Monday, October 05, 2009

FCC's Levin: Private sector must foot bill for broadband build out

A Multichannel News item today quotes Blair Levin, the Federal Communications Commission's broadband czar, as telling an FCC meeting last week on the broadband deployment plan mandated by Congress that it will largely fall to the private sector to fund the build out America's broadband infrastructure.

Whatever the cost, FCC broadband consultant Blair Levin conceded that private industry will foot most of the bill.

“We have to recognize that most of this [broadband] ecosystem is funded by the private sector, and we expect that to continue,” said Levin. "But government has a role to move whichever levers are necessary to improve the health of that ecosystem, he said.

I respectfully submit Levin's analysis is too limited in scope. The ecosystem will also require substantial public sector involvement and that of non governmental organizations (NGOs) like nonprofit telecom consumer cooperatives that bridged the gap at the beginning of the 20th century when investor owned telephone companies shunned their communities because they couldn't afford to both serve them and earn a return for their investors.

Reconstructing America's outdated single purpose, copper-based analog telecom infrastucture and replacing it with the open access, next generation fiber to the premises Internet Protocol-based system it needs now and in the future is an enormously costly endeavor that cannot be borne solely by investor-owned telcos and cable companies.

In developing its forthcoming national broadband plan, the FCC has estimated it would cost $350 billion to build this kind of infrastructure.

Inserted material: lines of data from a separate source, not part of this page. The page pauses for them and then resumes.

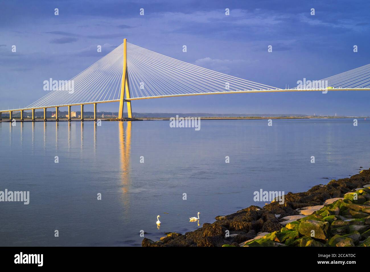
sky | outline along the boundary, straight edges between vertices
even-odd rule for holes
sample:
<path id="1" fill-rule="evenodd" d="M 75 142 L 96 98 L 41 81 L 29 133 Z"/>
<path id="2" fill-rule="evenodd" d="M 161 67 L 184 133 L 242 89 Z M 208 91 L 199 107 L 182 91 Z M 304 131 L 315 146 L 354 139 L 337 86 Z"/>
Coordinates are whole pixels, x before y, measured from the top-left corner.
<path id="1" fill-rule="evenodd" d="M 46 94 L 44 81 L 72 78 L 125 38 L 208 69 L 295 87 L 304 78 L 319 80 L 370 63 L 369 10 L 368 1 L 3 1 L 0 109 L 31 104 Z M 144 99 L 132 106 L 137 112 L 367 116 L 369 99 L 370 91 L 260 93 Z M 118 104 L 98 109 L 117 112 Z"/>

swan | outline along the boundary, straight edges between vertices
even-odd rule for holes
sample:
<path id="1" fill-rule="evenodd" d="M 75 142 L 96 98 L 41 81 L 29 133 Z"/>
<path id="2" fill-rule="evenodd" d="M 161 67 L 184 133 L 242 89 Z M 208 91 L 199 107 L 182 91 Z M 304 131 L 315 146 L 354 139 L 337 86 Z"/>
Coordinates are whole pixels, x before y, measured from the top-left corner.
<path id="1" fill-rule="evenodd" d="M 190 217 L 189 218 L 189 219 L 190 219 L 191 220 L 199 220 L 199 214 L 200 213 L 200 212 L 198 212 L 198 218 L 197 218 L 196 217 Z"/>

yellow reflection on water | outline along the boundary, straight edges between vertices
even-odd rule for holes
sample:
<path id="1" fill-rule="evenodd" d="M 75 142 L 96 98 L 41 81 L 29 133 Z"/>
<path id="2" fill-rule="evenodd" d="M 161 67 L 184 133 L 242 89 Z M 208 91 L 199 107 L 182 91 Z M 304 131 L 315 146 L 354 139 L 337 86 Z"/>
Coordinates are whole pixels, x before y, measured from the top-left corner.
<path id="1" fill-rule="evenodd" d="M 120 144 L 120 167 L 122 191 L 126 196 L 131 183 L 130 179 L 130 149 L 131 145 L 131 121 L 126 122 L 126 133 L 124 132 L 124 122 L 118 121 L 118 135 Z M 125 201 L 128 201 L 125 197 Z"/>

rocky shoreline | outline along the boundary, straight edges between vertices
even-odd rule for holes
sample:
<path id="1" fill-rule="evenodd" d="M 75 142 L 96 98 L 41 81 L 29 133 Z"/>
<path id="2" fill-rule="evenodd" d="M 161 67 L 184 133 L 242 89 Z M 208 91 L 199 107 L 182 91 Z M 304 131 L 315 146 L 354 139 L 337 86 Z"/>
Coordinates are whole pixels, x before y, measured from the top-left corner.
<path id="1" fill-rule="evenodd" d="M 370 246 L 370 169 L 143 246 Z"/>

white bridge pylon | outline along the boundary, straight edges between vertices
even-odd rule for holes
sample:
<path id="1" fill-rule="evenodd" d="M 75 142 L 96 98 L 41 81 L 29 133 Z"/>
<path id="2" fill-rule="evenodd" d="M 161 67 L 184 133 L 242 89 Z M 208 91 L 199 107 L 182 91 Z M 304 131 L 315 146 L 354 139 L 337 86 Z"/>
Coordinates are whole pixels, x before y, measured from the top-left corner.
<path id="1" fill-rule="evenodd" d="M 122 43 L 68 82 L 23 109 L 1 112 L 120 101 Z M 239 93 L 370 90 L 370 64 L 319 81 L 283 89 L 226 75 L 127 42 L 129 96 L 125 101 Z"/>

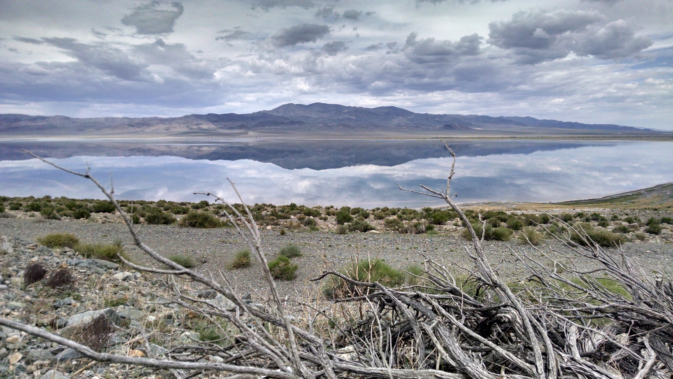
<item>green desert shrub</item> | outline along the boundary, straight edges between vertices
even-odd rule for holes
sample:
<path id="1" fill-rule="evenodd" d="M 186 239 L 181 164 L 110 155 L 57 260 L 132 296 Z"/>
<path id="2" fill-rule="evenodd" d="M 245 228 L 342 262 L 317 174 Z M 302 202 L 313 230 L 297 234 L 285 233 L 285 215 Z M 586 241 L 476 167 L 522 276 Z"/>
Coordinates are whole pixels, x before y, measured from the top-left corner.
<path id="1" fill-rule="evenodd" d="M 86 258 L 113 262 L 120 261 L 120 256 L 127 259 L 121 241 L 115 241 L 112 244 L 77 244 L 73 247 L 73 250 Z"/>
<path id="2" fill-rule="evenodd" d="M 398 217 L 388 217 L 387 219 L 383 220 L 383 224 L 386 226 L 386 228 L 388 229 L 392 229 L 393 230 L 397 230 L 402 228 L 404 228 L 404 224 L 402 222 L 402 220 Z"/>
<path id="3" fill-rule="evenodd" d="M 481 223 L 475 223 L 472 226 L 474 228 L 474 232 L 476 233 L 477 238 L 481 238 L 482 233 L 483 233 L 484 240 L 485 240 L 509 241 L 513 233 L 508 228 L 504 226 L 493 228 L 488 223 L 486 224 L 485 229 L 482 228 Z M 472 240 L 472 235 L 470 234 L 470 231 L 467 228 L 463 230 L 462 236 L 467 240 Z"/>
<path id="4" fill-rule="evenodd" d="M 404 284 L 406 275 L 391 267 L 382 259 L 363 259 L 351 263 L 339 270 L 343 275 L 358 281 L 378 281 L 388 287 L 398 287 Z M 330 299 L 349 296 L 355 290 L 343 279 L 330 276 L 322 287 L 322 294 Z"/>
<path id="5" fill-rule="evenodd" d="M 38 243 L 48 248 L 73 248 L 79 239 L 70 233 L 50 233 L 38 238 Z"/>
<path id="6" fill-rule="evenodd" d="M 46 205 L 42 207 L 40 214 L 47 219 L 59 219 L 61 217 L 56 213 L 56 209 L 53 205 Z"/>
<path id="7" fill-rule="evenodd" d="M 180 219 L 181 226 L 211 229 L 223 226 L 223 222 L 213 213 L 192 211 Z"/>
<path id="8" fill-rule="evenodd" d="M 278 250 L 278 255 L 283 255 L 287 258 L 294 258 L 302 256 L 302 250 L 295 244 L 288 244 Z"/>
<path id="9" fill-rule="evenodd" d="M 542 242 L 542 234 L 536 230 L 535 228 L 529 226 L 524 228 L 519 234 L 519 240 L 522 244 L 530 244 L 536 246 Z"/>
<path id="10" fill-rule="evenodd" d="M 349 210 L 344 208 L 346 208 L 346 207 L 342 207 L 342 209 L 339 209 L 339 211 L 334 215 L 336 223 L 339 225 L 343 225 L 347 222 L 351 222 L 353 219 L 353 216 L 351 215 L 351 213 Z"/>
<path id="11" fill-rule="evenodd" d="M 613 233 L 630 233 L 633 230 L 626 225 L 618 225 L 612 228 Z"/>
<path id="12" fill-rule="evenodd" d="M 229 264 L 229 268 L 235 270 L 248 267 L 252 263 L 252 254 L 248 249 L 240 250 L 234 256 L 234 259 Z"/>
<path id="13" fill-rule="evenodd" d="M 291 262 L 290 259 L 284 255 L 279 255 L 269 263 L 269 269 L 271 272 L 271 275 L 275 279 L 282 280 L 292 280 L 296 277 L 297 268 L 299 266 Z"/>
<path id="14" fill-rule="evenodd" d="M 662 226 L 662 224 L 659 223 L 658 220 L 658 222 L 656 223 L 649 224 L 647 228 L 645 229 L 645 231 L 650 234 L 660 234 L 663 230 L 664 227 Z"/>
<path id="15" fill-rule="evenodd" d="M 167 258 L 186 269 L 191 269 L 197 266 L 196 260 L 188 254 L 172 254 Z"/>
<path id="16" fill-rule="evenodd" d="M 176 221 L 173 215 L 162 211 L 153 211 L 145 215 L 145 222 L 152 225 L 170 225 Z"/>
<path id="17" fill-rule="evenodd" d="M 349 232 L 357 231 L 364 232 L 376 230 L 376 228 L 373 225 L 363 219 L 356 219 L 348 224 L 348 230 Z"/>
<path id="18" fill-rule="evenodd" d="M 581 226 L 581 228 L 584 230 L 584 233 L 591 240 L 601 246 L 615 246 L 626 241 L 626 238 L 624 238 L 623 235 L 612 233 L 607 229 L 596 229 L 586 223 L 583 223 L 580 226 Z M 581 246 L 588 245 L 587 242 L 585 241 L 585 238 L 583 238 L 579 234 L 575 232 L 571 233 L 570 240 Z"/>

So costly in fact that just days after the FCC issued that estimate, the
James L. Knight Foundation issued a report equating the task of building adequate infrastructure ensuring all Americans have access to the modern digital telecommunications necessary for a 21st century democracy to the Eisenhower administration's 1950s project to build the interstate highway system.

Had the private sector been relied upon to foot the cost of the massive highway project, Route 66 might have been in use as the nation's main cross county highway until only recently instead of serving as a reminiscent film setting of post WWII America.

Levin's suggestion the private sector primarily bear the cost of updating the nation's telecom infrastructure is also at odds with remarks by another Obama administration official at the
Broadband Stimulus National Town Hall held in Washington in early June. Market failure has constrained the ability of America's privately owned telecom infrastructure to deliver universally accessible broadband-based services, requiring government to fill the gap, Jim Kohlenberger, chief of staff for the White House’s Office of Science and Technology told gathering, according to a BroadbandCensus.com report.